A library for recording and reading data in Jupyter and nteract Notebooks
Project description
scrapbook
scrapbook is a library for recording a notebook’s data values (scraps) and generated visual content (snaps). These recorded scraps and snaps can be read at a future time.
Two new names for information are introduced in scrapbook:
- scraps: serializable data values such as strings, lists of objects, pandas dataframes, or data table references.
- snaps: named displays of information such as a generated image, plot, or UI message which encapsulate information but do not store the underlying data.
Use Case
Notebook users may wish to record data produced during a notebook execution. This recorded data can then be read to be used at a later time or be passed to another notebook as input.

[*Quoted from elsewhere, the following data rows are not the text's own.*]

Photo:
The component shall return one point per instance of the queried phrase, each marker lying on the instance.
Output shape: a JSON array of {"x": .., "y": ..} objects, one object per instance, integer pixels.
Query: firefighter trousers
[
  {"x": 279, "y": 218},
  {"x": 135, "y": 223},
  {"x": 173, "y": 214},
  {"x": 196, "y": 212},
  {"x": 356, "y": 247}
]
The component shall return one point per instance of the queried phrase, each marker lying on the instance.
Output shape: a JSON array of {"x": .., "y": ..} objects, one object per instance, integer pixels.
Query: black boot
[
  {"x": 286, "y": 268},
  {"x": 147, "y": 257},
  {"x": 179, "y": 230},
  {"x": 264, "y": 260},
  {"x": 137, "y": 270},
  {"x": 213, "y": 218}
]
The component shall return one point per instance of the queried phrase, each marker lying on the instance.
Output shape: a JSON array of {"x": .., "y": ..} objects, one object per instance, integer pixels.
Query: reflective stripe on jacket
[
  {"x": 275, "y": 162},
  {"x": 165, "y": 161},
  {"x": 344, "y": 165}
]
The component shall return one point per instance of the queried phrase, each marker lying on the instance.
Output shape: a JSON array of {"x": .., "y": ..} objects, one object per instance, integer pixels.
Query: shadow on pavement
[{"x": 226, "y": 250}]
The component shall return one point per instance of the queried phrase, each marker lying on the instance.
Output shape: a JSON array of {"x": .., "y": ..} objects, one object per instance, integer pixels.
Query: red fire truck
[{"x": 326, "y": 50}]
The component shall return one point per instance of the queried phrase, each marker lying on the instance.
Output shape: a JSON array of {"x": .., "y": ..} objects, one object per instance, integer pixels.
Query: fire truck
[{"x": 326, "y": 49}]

Namely scrapbook lets you:
- persist data (scraps) in a notebook
- sketch named displays (snaps) in notebooks
- recall any persisted scrap of data or displayed snap
- summarize collections of notebooks
API Calls
Scrapbook adds a few basic api commands which enable saving and retrieving data.
glue
to persist scraps
Records a scrap
(data value) in the given notebook cell.
The scrap
(recorded value) can be retrieved during later inspection of the
output notebook.
sb.glue("hello", "world")
sb.glue("number", 123)
sb.glue("some_list", [1, 3, 5])
sb.glue("some_dict", {"a": 1, "b": 2})
sb.glue("non_json", df, 'arrow')
The scrapbook library can be used later to recover scraps (recorded values) from the output notebook:
nb = sb.read_notebook('notebook.ipynb')
nb.scraps
scrapbook will imply the storage format by the value type of any registered
data translators. Alternatively, the implied storage format can be overwritten by
setting the storage
argument to the registered name (e.g. "json"
) of a
particular translator.
This data is persisted by generating a display output with a special media type identifying the content storage format and data. These outputs are not visible in notebook rendering but still exist in the document. Scrapbook then can rehydrate the data associated with the notebook in the future by reading these cell outputs.
sketch
to save display output
Display a named snap (visible display output) in a retrievable manner.
Unlike glue
, sketch
is intended to generate a visible display output
for notebook interfaces to render.
# record an image highlight
sb.sketch("sharable_png", IPython.display.Image(filename=get_fixture_path("sharable.png")))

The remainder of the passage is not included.